The Vancouver Canucks have played seven games since coming back from their COVID-19 outbreak. As of Thursday night’s loss to the Toronto Maple Leafs, they’ve officially lost most of them.

The team’s return to action started off so well. They rattled off back-to-back wins against the division-leading Toronto Maple Leafs, with Braden Holtby playing his best hockey of the season. Combined with a dreadful slide by the Montreal Canadiens, the Canucks actually had Vancouvuer seriously considering the possibility of the playoffs for the first time in months.

Then things went sideways. They lost three of four against the basement-dwelling Ottawa Senators, then followed that up with a lacklustre rematch with the Leafs. 

It’s not just the results, either. Since their return to the ice, the Canucks have been out-shot, out-chanced, and out-played. Over their last seven games, their score-adjusted corsi — a measure of shot attempts for and against at 5-on-5 — is 42.02%*, better than only the Detroit Red Wings. By a more advanced metric, expected goals, they’ve been even worse: 35.19%, worst in the NHL.

The post-COVID Canucks should get a pass

It's true, the Canucks haven’t been playing well. But it’s also hard to blame them. 

How can you judge a team’s struggles after dealing with the worst COVID-19 outbreak in professional sports? 22 players tested positive for COVID-19, with some experiencing some pretty significant symptoms. It shouldn’t be surprising that they’re fatigued after dealing with a serious respiratory illness, particularly one where the long-term effects are still unknown.

In a fast-paced game like hockey, being even a half-step slower can be detrimental, and the mental mistakes that come with fatigue can easily cost a team the game.

So, to a certain extent, the post-COVID Canucks get a pass. 

The pre-COVID Canucks, on the other hand, have no refuge. They can be judged accordingly.

One of the worst teams in the NHL

Prior to their outbreak, the Canucks were still one of the worst teams in the NHL. They had a 16-18-3 record, giving them a points percentage of 0.473  — 26th in the league — and their underlying statistics were equally bad.

At 5-on-5, the Canucks’ scored-adjusted corsi was 46.64%, better than just four other teams: the Red Wings, Columbus Blue Jackets, Arizona Coyotes, and Chicago Blackhawks. 

If you’d prefer to look at shot quality instead of shot quantity, the Canucks fare no better. Their score-adjusted scoring chance differential at 5-on-5 was the worst in the NHL: 44.34%. Their biggest issue is that they gave up the highest rate of scoring chances against in the NHL and were mediocre at creating their own.

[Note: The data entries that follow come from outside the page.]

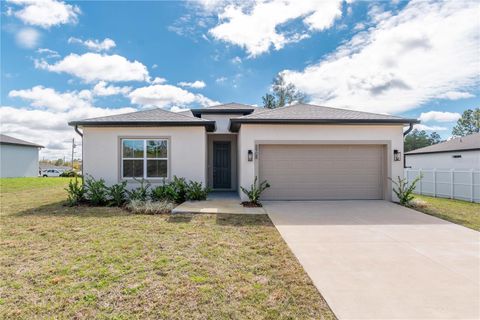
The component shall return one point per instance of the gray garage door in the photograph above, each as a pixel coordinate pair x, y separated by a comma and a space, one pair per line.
322, 172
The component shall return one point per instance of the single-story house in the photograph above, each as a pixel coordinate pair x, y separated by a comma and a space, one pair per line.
305, 152
18, 158
458, 153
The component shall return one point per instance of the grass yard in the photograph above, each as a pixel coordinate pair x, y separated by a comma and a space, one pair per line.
460, 212
60, 262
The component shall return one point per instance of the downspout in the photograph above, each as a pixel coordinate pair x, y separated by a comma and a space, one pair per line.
410, 128
81, 135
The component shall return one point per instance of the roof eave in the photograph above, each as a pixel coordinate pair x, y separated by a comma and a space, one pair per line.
236, 123
412, 153
210, 126
22, 144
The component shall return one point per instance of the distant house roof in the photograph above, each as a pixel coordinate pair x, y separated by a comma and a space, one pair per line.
311, 114
225, 108
467, 143
154, 117
4, 139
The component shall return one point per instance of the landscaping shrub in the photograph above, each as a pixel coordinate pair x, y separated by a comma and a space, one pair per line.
117, 194
255, 191
150, 207
179, 192
140, 193
403, 190
96, 191
75, 192
69, 174
196, 191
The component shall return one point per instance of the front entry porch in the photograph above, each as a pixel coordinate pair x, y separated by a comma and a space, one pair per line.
222, 162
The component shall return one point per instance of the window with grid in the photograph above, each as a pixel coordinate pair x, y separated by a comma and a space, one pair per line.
144, 158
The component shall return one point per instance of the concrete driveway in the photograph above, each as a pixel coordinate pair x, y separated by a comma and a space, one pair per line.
378, 260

These statistics matter not just because they paint a picture of how well the Canucks had performed up until that point in the season, but also because they’re the best predictor available for how they were likely to perform for the rest of the season. Corsi, in particular, is still the most predictive team metric available.

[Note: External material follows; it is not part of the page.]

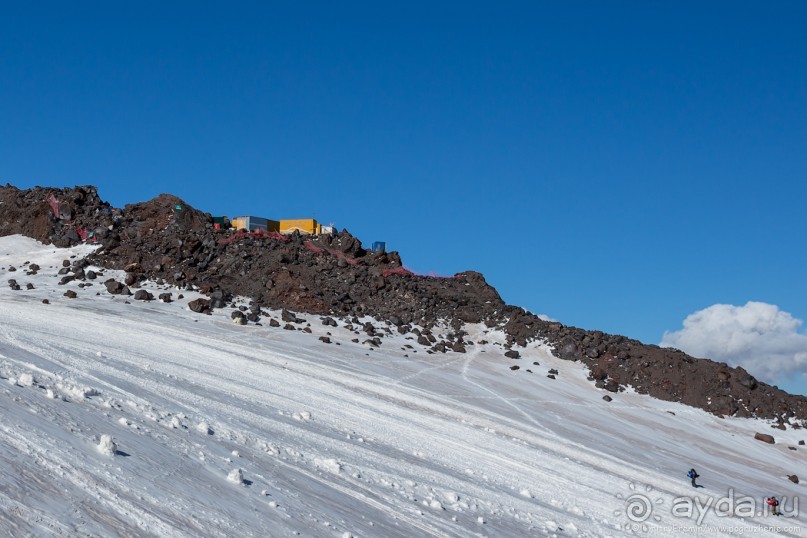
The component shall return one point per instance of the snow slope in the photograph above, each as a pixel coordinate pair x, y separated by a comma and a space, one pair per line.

So, the Canucks’ corsi of 44.64% prior to their outbreak would predict that the team’s goal differential at 5-on-5 would be similar for the remainder of the season.

The Canucks’ goal differential at 5-on-5 over their last seven games has been 44.44%.

The players deserve empathy

That’s what makes these last seven games so hard to assess. Yes, the Canucks have clearly been fatigued and struggling with a difficult schedule coming out of an outbreak during a global pandemic. By both the eye test and the numbers, the Canucks have been playing worse over these last seven games than they were for the rest of the season.

At the same time, the results haven’t really been anything different than one would expect if they never experienced a COVID-19 outbreak at all. They were a below-.500 team before their outbreak and they’re a below-.500 team after their outbreak. 

It’s good to have empathy for the players as they face a brutal schedule and a, frankly, unfair challenge of playing while clearly not 100% healthy. The players don’t deserve to be judged too harshly as they play out the rest of the season.

What this does mean, however, is that the team’s COVID-19 outbreak can’t be used as an excuse for the team’s overall performance this season. The Canucks not only didn’t meet expectations this season, they were also one of the worst teams in the NHL. 

The question now is how will the team get better for next season?